At point (3,3), vectors to (6,6) and (3,7) are:
- (3,3) -> (6,6): (3,3)
- (3,3) -> (3,7): (0,4)
Dot product is $3 \cdot 0 + 3 \cdot 4 = 12$, not valid.
At point (3,3), vectors to (7,3) and (3,7):
- (4,0) from (3,3): (1,-3)
- (3,7): (0,4)
Dot product: $1 \cdot 0 + (-3)\cdot 4 = -12$, not valid.
At point (6,6), vectors to (3,3) and (7,3):
- (-3,-3) and (1,-3)
Dot product: $-3 \cdot 1 + -3 \cdot -3 = -3 + 9 = 6$, not valid.
At point (7,3), vectors to (3,7) and (6,6):
- (-4,4) and (-1,3)
Dot product: $(-4)(-1) + 4 \cdot 3 = 4 + 12 = 16$, not valid.
At point (3,7), vectors to (6,6) and (7,3):
- (3,-1) and (4,-4)
Dot product: $3\cdot4 + (-1)\cdot(-4)=12+4=16$, not valid.
At point (6,6), vectors to (10,1) and (3,7):
- (4,-5) and (-3,1)
Dot product: $4\cdot(-3) + (-5)\cdot1 = -12 - 5 = -17$, not valid.
At point (3,3), vectors to (10,1) and (7,3):
- (7,-2) and (4,0)
Dot product: $7\cdot4 + (-2)\cdot0 = 28$, not valid.
The only valid perpendicular configurations across all pivots sum to 3, matching the output.
This trace shows that only specific pivot-based orthogonal pairs contribute, and the constraint that the right angle must be at the pivot filters all other combinations.
Example 2
Construct a simple square plus diagonal:
4
0 0
1 0
0 1
1 1
At (0,0), vectors to (1,0) and (0,1) are (1,0) and (0,1), dot product 0, valid triangle (0,0,1,0,0,1).
At (1,1), vectors to (0,1) and (1,0) are (-1,0) and (0,-1), also valid.

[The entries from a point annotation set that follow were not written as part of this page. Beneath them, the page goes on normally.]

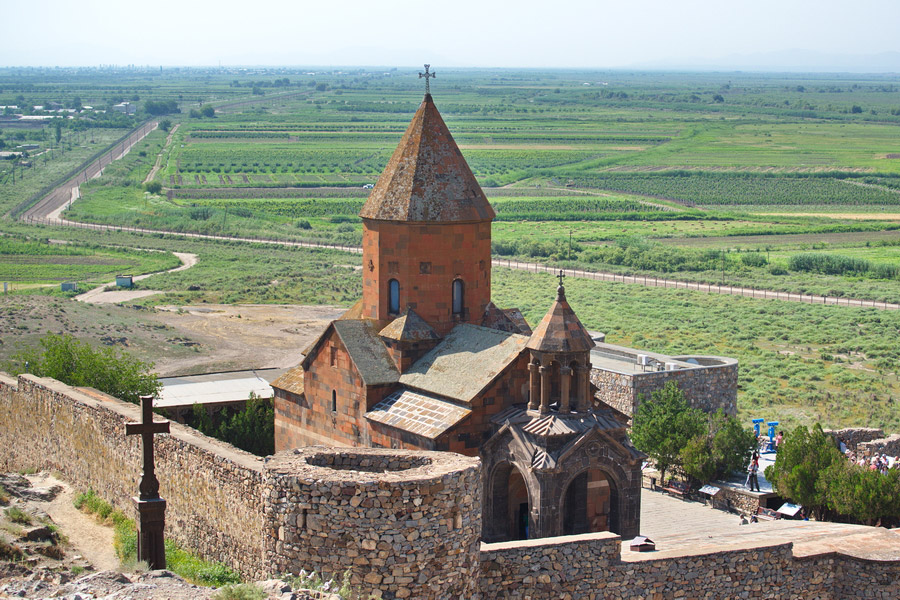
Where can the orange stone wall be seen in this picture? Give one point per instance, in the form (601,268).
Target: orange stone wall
(308,420)
(425,258)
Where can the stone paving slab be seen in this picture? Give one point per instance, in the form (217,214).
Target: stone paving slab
(682,528)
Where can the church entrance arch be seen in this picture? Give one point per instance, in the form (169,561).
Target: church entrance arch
(590,504)
(510,503)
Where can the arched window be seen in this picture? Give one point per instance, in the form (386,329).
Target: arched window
(458,290)
(393,296)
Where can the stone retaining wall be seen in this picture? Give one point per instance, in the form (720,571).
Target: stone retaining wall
(853,436)
(708,388)
(212,489)
(406,523)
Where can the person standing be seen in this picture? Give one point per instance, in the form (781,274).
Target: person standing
(752,472)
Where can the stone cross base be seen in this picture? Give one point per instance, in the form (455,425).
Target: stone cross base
(151,522)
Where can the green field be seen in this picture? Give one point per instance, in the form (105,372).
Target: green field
(773,181)
(25,263)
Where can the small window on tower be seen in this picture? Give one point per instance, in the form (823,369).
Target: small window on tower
(393,296)
(458,296)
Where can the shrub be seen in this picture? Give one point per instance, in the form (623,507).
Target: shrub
(241,591)
(17,515)
(76,363)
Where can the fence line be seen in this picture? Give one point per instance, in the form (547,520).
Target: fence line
(514,264)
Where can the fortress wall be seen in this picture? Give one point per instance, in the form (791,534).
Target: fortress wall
(406,523)
(853,436)
(213,490)
(589,566)
(708,388)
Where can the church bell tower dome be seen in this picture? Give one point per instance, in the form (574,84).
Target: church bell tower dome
(427,231)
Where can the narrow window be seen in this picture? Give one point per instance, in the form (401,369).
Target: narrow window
(457,296)
(393,296)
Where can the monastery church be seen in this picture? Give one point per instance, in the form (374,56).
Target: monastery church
(426,361)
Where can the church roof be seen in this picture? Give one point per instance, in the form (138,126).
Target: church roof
(409,327)
(418,413)
(560,330)
(509,319)
(464,362)
(367,352)
(427,178)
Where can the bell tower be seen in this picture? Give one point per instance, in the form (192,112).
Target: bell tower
(427,231)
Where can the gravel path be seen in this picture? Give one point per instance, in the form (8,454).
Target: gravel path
(91,539)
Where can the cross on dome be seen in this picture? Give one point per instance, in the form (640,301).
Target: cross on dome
(427,76)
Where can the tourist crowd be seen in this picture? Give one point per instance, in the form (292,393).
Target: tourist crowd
(878,462)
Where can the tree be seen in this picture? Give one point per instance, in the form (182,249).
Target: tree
(76,363)
(251,429)
(802,458)
(863,495)
(664,424)
(154,187)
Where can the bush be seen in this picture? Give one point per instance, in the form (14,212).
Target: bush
(154,187)
(78,364)
(241,591)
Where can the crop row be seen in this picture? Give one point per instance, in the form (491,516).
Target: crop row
(506,208)
(706,190)
(202,158)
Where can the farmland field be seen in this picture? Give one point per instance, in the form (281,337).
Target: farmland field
(781,182)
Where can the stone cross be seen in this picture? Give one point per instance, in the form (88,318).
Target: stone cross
(427,75)
(151,508)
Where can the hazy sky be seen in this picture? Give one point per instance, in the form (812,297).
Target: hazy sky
(481,33)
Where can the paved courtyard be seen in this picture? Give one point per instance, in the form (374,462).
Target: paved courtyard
(688,528)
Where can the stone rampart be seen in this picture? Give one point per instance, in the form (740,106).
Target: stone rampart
(406,523)
(853,436)
(213,490)
(707,387)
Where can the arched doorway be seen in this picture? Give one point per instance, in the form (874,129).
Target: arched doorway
(510,504)
(590,504)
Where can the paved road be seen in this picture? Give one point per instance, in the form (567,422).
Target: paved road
(58,198)
(524,266)
(100,295)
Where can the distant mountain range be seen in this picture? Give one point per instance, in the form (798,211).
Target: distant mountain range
(794,60)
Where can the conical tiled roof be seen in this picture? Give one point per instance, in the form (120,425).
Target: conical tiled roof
(560,330)
(427,178)
(409,328)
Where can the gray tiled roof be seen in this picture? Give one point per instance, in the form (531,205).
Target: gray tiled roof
(418,413)
(367,351)
(465,362)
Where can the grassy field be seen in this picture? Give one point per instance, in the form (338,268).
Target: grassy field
(705,177)
(24,263)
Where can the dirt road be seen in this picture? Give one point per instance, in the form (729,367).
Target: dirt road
(100,295)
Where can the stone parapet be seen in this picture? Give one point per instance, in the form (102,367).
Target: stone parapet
(213,490)
(707,387)
(405,523)
(853,436)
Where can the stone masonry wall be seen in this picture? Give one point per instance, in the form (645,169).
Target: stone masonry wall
(708,388)
(589,567)
(212,490)
(854,436)
(406,523)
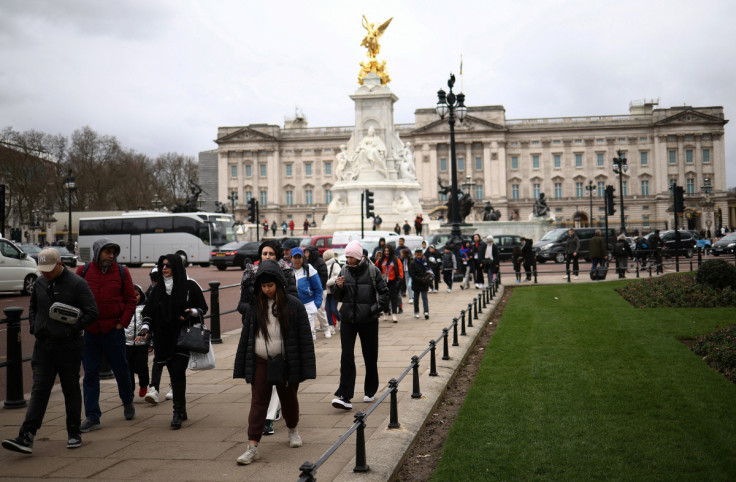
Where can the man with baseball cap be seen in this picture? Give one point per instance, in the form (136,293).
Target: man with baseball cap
(61,307)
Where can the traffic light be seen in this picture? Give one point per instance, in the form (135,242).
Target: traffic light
(252,210)
(679,193)
(369,213)
(609,200)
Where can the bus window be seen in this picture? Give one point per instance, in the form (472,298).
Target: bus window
(160,225)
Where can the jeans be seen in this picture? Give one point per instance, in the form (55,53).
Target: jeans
(112,346)
(368,333)
(331,310)
(49,359)
(425,301)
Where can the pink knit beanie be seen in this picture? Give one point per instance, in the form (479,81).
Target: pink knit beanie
(354,250)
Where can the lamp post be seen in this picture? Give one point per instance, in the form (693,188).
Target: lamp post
(620,167)
(70,186)
(449,103)
(233,197)
(590,188)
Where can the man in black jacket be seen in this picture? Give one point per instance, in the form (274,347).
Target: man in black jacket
(58,347)
(364,296)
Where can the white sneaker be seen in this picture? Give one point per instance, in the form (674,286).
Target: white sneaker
(152,396)
(249,455)
(294,439)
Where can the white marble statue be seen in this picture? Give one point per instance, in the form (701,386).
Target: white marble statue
(407,168)
(371,154)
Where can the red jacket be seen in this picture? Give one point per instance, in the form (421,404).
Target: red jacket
(116,304)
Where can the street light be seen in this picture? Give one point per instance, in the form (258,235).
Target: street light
(233,197)
(448,103)
(620,167)
(590,188)
(70,186)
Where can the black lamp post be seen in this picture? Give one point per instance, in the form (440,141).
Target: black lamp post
(620,167)
(590,188)
(233,197)
(70,186)
(448,103)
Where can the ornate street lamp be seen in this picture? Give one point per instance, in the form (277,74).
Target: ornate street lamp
(590,188)
(620,167)
(70,186)
(448,103)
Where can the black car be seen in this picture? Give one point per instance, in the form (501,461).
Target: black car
(237,254)
(67,257)
(725,245)
(670,246)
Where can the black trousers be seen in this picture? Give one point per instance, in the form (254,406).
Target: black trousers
(51,359)
(368,333)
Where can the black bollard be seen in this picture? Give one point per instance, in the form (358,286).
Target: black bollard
(415,376)
(393,385)
(361,464)
(445,348)
(433,359)
(14,381)
(215,313)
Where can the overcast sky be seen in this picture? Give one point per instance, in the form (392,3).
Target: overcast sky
(162,75)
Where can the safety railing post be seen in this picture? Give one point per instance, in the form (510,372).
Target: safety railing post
(215,312)
(433,359)
(455,341)
(361,464)
(415,376)
(445,348)
(394,410)
(14,381)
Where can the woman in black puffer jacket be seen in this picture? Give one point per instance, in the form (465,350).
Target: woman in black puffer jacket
(277,324)
(364,297)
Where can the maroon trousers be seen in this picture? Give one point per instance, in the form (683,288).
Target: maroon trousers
(261,396)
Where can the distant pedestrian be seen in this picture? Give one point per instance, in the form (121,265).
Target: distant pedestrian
(57,350)
(276,333)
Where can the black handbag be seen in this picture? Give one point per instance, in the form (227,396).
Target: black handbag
(194,337)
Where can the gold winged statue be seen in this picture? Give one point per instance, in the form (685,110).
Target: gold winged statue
(370,41)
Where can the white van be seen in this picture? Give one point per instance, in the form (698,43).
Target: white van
(18,271)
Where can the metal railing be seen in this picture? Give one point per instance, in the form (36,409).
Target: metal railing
(309,469)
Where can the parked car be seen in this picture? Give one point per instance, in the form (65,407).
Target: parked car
(323,242)
(236,254)
(725,245)
(552,244)
(671,247)
(31,250)
(67,257)
(18,271)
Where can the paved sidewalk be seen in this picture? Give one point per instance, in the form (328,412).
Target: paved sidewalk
(215,434)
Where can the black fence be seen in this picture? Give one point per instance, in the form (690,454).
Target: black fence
(465,319)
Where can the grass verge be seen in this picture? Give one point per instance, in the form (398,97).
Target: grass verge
(578,384)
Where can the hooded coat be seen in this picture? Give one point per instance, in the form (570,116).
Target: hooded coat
(163,312)
(115,297)
(298,344)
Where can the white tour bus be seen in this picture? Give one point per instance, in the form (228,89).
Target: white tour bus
(144,236)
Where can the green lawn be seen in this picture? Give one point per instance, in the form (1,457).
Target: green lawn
(576,385)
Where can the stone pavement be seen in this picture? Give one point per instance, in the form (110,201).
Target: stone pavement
(215,434)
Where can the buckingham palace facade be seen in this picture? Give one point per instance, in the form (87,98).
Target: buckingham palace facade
(508,162)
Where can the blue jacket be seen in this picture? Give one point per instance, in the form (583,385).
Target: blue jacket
(308,285)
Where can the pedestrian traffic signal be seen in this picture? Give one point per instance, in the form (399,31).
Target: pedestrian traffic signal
(369,213)
(679,194)
(252,210)
(609,200)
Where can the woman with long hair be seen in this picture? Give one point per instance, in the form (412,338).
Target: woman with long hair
(174,300)
(393,272)
(276,327)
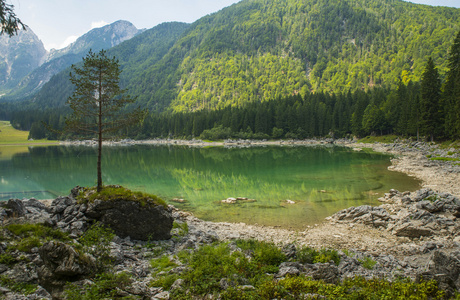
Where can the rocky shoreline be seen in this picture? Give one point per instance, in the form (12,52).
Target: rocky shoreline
(411,234)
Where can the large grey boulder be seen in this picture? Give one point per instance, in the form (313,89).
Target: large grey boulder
(130,218)
(365,214)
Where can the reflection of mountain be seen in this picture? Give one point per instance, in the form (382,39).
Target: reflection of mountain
(321,182)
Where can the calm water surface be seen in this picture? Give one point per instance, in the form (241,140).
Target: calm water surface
(320,179)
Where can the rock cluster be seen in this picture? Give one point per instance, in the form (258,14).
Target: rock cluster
(425,213)
(405,215)
(125,218)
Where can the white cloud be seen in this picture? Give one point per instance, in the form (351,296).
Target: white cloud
(98,24)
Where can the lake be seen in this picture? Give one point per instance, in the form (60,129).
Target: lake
(321,180)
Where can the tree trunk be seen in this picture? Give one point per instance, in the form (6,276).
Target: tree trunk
(99,148)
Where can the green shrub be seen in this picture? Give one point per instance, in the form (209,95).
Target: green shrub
(306,255)
(181,228)
(7,259)
(96,241)
(164,281)
(18,287)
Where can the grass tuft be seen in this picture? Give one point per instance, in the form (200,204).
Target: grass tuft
(116,192)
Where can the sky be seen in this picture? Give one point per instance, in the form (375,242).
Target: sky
(60,22)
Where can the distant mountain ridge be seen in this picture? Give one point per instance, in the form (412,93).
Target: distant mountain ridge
(55,61)
(19,55)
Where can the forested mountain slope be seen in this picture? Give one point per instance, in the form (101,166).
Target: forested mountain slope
(137,56)
(258,50)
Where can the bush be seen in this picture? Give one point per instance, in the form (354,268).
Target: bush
(96,241)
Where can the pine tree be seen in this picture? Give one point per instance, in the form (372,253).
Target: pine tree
(430,100)
(97,101)
(9,23)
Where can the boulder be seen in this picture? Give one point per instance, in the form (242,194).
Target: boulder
(131,218)
(329,273)
(62,264)
(15,208)
(366,214)
(412,231)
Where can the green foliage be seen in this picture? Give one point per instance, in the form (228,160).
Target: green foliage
(181,228)
(18,287)
(310,255)
(116,192)
(164,281)
(367,262)
(105,286)
(7,259)
(216,133)
(96,241)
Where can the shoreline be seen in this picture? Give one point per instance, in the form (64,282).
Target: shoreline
(440,176)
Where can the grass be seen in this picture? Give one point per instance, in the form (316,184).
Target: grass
(11,136)
(255,265)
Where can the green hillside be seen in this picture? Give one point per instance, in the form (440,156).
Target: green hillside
(258,50)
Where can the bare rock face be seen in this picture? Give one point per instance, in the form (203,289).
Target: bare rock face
(131,218)
(62,264)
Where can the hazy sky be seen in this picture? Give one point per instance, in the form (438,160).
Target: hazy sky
(59,22)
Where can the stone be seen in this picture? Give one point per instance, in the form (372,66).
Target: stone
(412,231)
(62,264)
(327,272)
(15,208)
(130,218)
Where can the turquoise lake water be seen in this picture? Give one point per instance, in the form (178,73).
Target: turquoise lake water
(321,180)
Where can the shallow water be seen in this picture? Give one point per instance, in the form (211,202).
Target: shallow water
(320,179)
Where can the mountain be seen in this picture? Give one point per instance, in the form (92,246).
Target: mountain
(258,50)
(57,60)
(19,55)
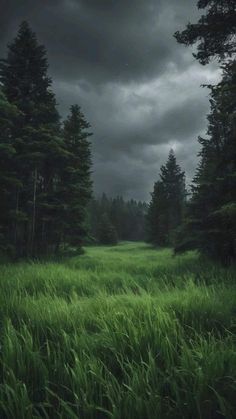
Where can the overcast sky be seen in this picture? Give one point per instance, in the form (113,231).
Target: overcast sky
(138,88)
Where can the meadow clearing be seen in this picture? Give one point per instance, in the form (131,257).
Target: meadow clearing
(120,332)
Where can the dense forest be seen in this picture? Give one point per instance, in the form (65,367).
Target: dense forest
(113,308)
(45,173)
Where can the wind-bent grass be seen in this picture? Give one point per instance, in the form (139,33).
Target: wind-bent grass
(121,332)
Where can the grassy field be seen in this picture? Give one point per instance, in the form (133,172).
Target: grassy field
(121,332)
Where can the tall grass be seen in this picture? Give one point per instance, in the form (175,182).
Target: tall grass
(121,332)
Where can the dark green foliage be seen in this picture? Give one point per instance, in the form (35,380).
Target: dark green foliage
(214,32)
(211,223)
(166,209)
(76,181)
(128,217)
(37,159)
(106,231)
(8,177)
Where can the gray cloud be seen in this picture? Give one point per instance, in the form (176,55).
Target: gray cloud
(139,89)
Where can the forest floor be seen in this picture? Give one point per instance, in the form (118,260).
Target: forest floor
(120,332)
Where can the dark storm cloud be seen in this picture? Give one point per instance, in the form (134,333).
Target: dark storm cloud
(139,89)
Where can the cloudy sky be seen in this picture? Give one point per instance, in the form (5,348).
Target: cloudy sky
(138,88)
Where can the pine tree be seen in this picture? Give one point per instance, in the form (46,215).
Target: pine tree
(214,32)
(23,75)
(211,223)
(76,177)
(166,209)
(8,179)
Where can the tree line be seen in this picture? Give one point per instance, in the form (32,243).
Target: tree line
(208,222)
(113,219)
(45,164)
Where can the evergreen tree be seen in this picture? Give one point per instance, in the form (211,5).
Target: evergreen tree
(211,223)
(214,32)
(211,217)
(166,209)
(76,177)
(39,149)
(8,178)
(106,231)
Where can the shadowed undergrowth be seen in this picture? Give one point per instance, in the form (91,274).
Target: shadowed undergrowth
(120,332)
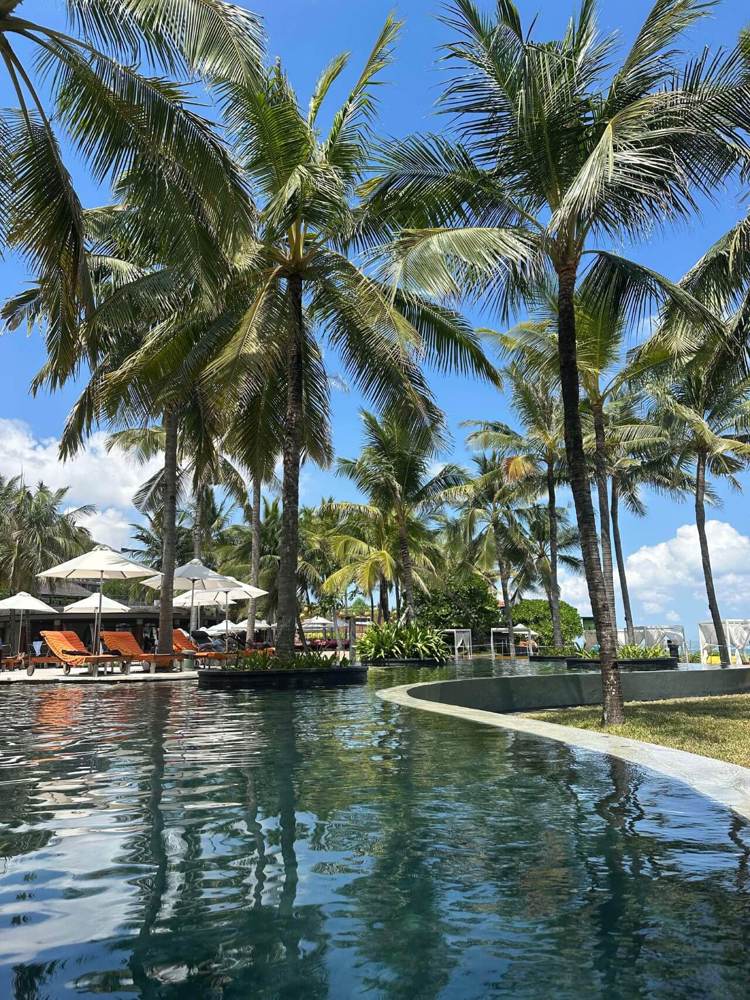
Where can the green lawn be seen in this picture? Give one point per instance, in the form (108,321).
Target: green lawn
(715,727)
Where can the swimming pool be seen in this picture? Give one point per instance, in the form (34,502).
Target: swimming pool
(160,841)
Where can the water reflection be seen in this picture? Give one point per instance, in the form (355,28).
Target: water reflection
(165,842)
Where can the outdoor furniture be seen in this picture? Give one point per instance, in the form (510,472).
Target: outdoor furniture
(126,644)
(71,652)
(183,644)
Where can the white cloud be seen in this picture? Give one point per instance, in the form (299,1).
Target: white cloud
(109,526)
(574,590)
(107,479)
(671,572)
(95,476)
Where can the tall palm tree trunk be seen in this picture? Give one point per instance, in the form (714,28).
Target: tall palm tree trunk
(554,593)
(169,530)
(507,601)
(614,512)
(254,556)
(407,572)
(602,492)
(197,545)
(291,456)
(385,613)
(700,521)
(612,701)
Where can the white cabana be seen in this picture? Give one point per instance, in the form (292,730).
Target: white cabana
(24,602)
(221,627)
(317,622)
(519,631)
(100,563)
(737,635)
(462,644)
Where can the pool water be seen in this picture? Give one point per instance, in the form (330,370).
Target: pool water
(160,841)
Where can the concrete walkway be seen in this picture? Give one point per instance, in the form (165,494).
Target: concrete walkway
(54,675)
(728,784)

| Pivot | Pair checked | Dot product | Valid |
|---|---|---|---|
| (0,0) | (1,0)-(0,1) | 0 | yes |
| (1,1) | (0,1)-(1,0) | 0 | yes |
This confirms that each right triangle is counted exactly once per right-angle vertex.
Complexity Analysis
| Measure | Complexity | Explanation |
|---|---|---|
| Time | $O(N^3)$ | For each pivot $i$, we check all pairs $(j,k)$ among remaining points |
| Space | $O(1)$ | Only input storage and a few variables are used |
With $N \le 100$, the maximum of about $10^6$ dot product checks is easily within limits in Python, since each check is constant time.
Test Cases
import sys, io
def run(inp: str) -> str:
sys.stdin = io.StringIO(inp)
from math import isclose
# inline solution
n = int(sys.stdin.readline())
pts = [tuple(map(int, sys.stdin.readline().split())) for _ in range(n)]
ans = 0
for i in range(n):
x1, y1 = pts[i]
for j in range(n):
if j == i:
continue
x2, y2 = pts[j]
for k in range(j + 1, n):
if k == i:
continue
x3, y3 = pts[k]
if (x2-x1)*(x3-x1) + (y2-y1)*(y3-y1) == 0:
ans += 1
return str(ans)
# provided sample
assert run("""6
10 1
3 3
6 6
3 7
7 3
4 0
""") == "3"
# minimum size
assert run("""2
0 0
1 1
""") == "0"
# square
assert run("""4
0 0
1 0
0 1
1 1
""") == "2"
# collinear points
assert run("""3
0 0
1 1
2 2
""") == "0"
# random small
assert run("""5
0 0
2 0
0 2
2 2
1 1
""") == "4"
| Test input | Expected output | What it validates |
|---|---|---|
| 2 points | 0 | minimum input |
| square | 2 | two right triangles |
| collinear | 0 | no degenerate triangles |
| 5-point grid | 4 | multiple valid pivots |
Edge Cases
A key edge case is when multiple points lie on the same horizontal or vertical line. In such cases, many dot products become zero in only one coordinate, but unless both coordinates align correctly, no right angle forms. The algorithm handles this correctly because it requires full dot product equality to zero, not partial axis alignment.
Another edge case is symmetric configurations like squares or rectangles, where each corner acts as a pivot for exactly one right triangle. The pivot-based enumeration ensures each such triangle is counted exactly once at its right-angle vertex, even though it could be seen from multiple perspectives.
A final edge case is collinear triples. Since vectors become scalar multiples in the same direction, their dot product cannot be zero unless one vector is zero, which cannot happen because points are distinct. This prevents any false positives automatically through the algebraic condition.